Fachbereiche entscheiden zunehmend über Einsatz von DV-Technik:

Herstellern und DV-Zentralisten steigt das Wasser bis zum Hals

04.09.1987

MÜNCHEN - Traditionelle DV-Chefs wie auch viele Computeranbieter sehen ihre Felle davonschwimmen: Mündige Benutzer rütteln am Thron der DV-Halbgötter und greifen die Politik der Hersteller an, Bislang hätten die Anbieter nämlich nicht gelernt, DV-Konzepte aus Benutzersicht zu entwickeln. Alte Berufsbilder geraten ins Wanken, gleichzeitig bringt der Trend zur Anwendernähe neue Jobs mit sich.
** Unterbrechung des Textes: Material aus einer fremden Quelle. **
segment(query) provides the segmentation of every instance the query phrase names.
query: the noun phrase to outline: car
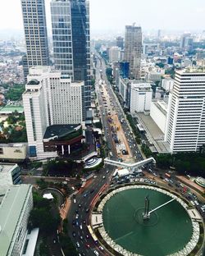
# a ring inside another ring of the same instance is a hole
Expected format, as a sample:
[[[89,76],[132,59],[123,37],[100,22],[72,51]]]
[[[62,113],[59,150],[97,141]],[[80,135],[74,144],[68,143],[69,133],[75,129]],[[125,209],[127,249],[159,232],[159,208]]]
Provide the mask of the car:
[[[99,249],[104,250],[104,248],[102,246],[99,246]]]
[[[198,204],[199,204],[199,203],[198,203],[197,200],[194,200],[194,203],[195,203],[196,205],[198,205]]]
[[[95,254],[96,256],[99,256],[99,253],[96,249],[93,250],[93,253]]]

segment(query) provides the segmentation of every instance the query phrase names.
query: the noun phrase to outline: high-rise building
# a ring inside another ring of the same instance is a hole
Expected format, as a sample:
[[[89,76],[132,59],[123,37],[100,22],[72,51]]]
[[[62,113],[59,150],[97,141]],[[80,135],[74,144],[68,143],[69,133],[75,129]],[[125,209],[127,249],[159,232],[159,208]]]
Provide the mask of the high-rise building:
[[[55,68],[73,80],[71,2],[52,0],[51,18]]]
[[[23,57],[24,75],[34,66],[48,66],[48,44],[44,0],[21,0],[26,56]]]
[[[170,94],[165,140],[171,153],[198,151],[205,144],[205,71],[175,73]]]
[[[149,83],[132,81],[130,91],[130,113],[150,110],[153,89]]]
[[[188,39],[190,39],[191,34],[190,33],[184,33],[182,34],[180,39],[180,48],[184,49],[187,45],[187,42],[189,42]]]
[[[52,0],[51,13],[55,66],[73,80],[84,81],[84,120],[91,106],[89,2]]]
[[[0,255],[22,255],[32,208],[31,185],[9,187],[0,204]],[[34,240],[32,243],[34,249]]]
[[[116,39],[116,44],[117,47],[121,48],[121,49],[124,48],[124,39],[121,36],[118,36]]]
[[[139,26],[126,25],[125,37],[125,61],[130,63],[130,77],[140,79],[142,54],[142,30]]]
[[[30,155],[44,157],[43,138],[48,126],[81,124],[83,87],[83,81],[71,82],[50,67],[30,69],[23,103]],[[66,134],[66,128],[60,128],[60,136]],[[57,138],[54,128],[50,134],[53,139]],[[56,156],[54,150],[50,152],[52,156]]]
[[[109,48],[109,61],[110,62],[117,62],[120,60],[121,49],[117,46],[112,46]]]
[[[129,62],[120,62],[120,75],[122,78],[129,77]]]

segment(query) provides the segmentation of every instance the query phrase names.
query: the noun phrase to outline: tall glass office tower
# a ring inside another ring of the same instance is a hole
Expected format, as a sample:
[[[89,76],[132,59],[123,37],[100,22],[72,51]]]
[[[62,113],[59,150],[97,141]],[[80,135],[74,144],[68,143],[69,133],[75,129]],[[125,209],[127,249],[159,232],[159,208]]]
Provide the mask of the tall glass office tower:
[[[91,105],[89,2],[52,0],[52,29],[55,67],[73,80],[83,80],[83,117]]]
[[[51,2],[52,31],[55,68],[74,79],[70,1]]]
[[[21,0],[26,56],[23,58],[24,75],[34,66],[48,66],[49,55],[44,0]]]

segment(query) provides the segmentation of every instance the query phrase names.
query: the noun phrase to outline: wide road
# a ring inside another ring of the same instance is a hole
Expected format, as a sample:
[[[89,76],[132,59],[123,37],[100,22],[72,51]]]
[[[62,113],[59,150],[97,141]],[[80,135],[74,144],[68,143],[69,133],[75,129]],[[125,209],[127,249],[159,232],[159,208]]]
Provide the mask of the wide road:
[[[93,178],[88,181],[89,186],[81,189],[81,192],[76,194],[75,199],[72,199],[71,208],[67,217],[69,235],[81,255],[96,255],[93,253],[94,250],[97,250],[99,255],[106,255],[105,252],[99,249],[99,245],[95,245],[90,237],[87,225],[90,225],[91,202],[94,197],[99,196],[98,193],[101,188],[105,184],[109,184],[110,175],[112,171],[112,167],[107,167],[106,169],[102,168],[99,173],[97,173]],[[73,236],[73,235],[75,235],[75,236]],[[86,235],[89,237],[87,238]],[[77,242],[80,247],[77,246]]]
[[[99,106],[99,114],[104,130],[105,139],[107,143],[110,152],[112,152],[112,159],[116,160],[118,157],[116,144],[112,139],[111,127],[106,115],[107,110],[104,107],[100,93],[99,80],[101,79],[107,84],[108,97],[112,99],[113,109],[117,113],[119,120],[122,118],[125,119],[121,126],[129,141],[129,145],[133,153],[134,158],[141,160],[142,156],[134,142],[130,127],[126,122],[123,109],[112,90],[112,85],[107,79],[104,61],[102,60],[100,57],[98,57],[96,68],[96,94]],[[94,198],[100,196],[99,191],[101,191],[102,188],[105,185],[109,185],[112,173],[114,169],[114,167],[107,165],[97,173],[94,177],[87,182],[85,188],[82,189],[81,191],[75,195],[75,199],[72,199],[72,203],[67,217],[69,232],[80,255],[97,255],[96,253],[94,253],[95,250],[98,253],[98,255],[109,255],[105,249],[102,250],[102,248],[99,247],[100,245],[96,245],[93,242],[93,239],[90,237],[87,226],[90,225],[89,218],[90,209],[92,208],[91,203]]]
Mit hierarchischen DV-Konzepten, in denen sich alles um einen Zentralrechner dreht, werden künftig sowohl DV-Chefs als auch Hersteller auf der Stelle treten. Dazu ist die Integration der Informationssysteme nach Meinung von Branchenkennern inzwischen zu weit fortgeschritten. Turbulenzen sieht denn auch William Zachmann, Vice President Corporate Research der International Data Corporation (IDC), auf die konservativen DV-Chefs zukommen. Auf der "IDC-Briefing Session 87" in Frankfurt prognostizierte der DV-Experte, daß es zwar weiterhin Positionen mit Planungs- und Kontrollfunktionen in zentralen RZs geben werde, "in Wahrheit aber jeder Fachbereich selber entscheiden könne, welcher DV-Technik er sich vor Ort bedient". Organisatorische und weniger technische Aspekte müßten von den Datenverarbeitern zunehmend ins Kalkül gezogen werden; die qualitative DV sei gefragt. Zachmann betont: "Die Informationsverarbeitung wird künftig normaler Bestandteil des Unternehmens."

Also nicht ohne Grund müssen nun DV-Spitzenmanager um ihre Position in der Unternehmenshierarchie fürchten. Wenn mündige Benutzer den Einsatz der DV-Technik selbst bestimmen wollen, sehen neben den Zentralisten auch die Hersteller ihre Felle davonschwimmen. "Mit Recht", wettert Udo Blum von der Abteilung Automatisation und Technologie bei der IG Metall, "bekommen die Anbieter künftig Probleme." Schließlich hätten sie, immer noch nicht gelernt, ihre Konzepte aus Benutzersicht und nicht aus Sicht der Datenververarbeiter zu entwickeln: "Die Hersteller waren schon immer groß darin, viel zu versprechen und wenig zu halten."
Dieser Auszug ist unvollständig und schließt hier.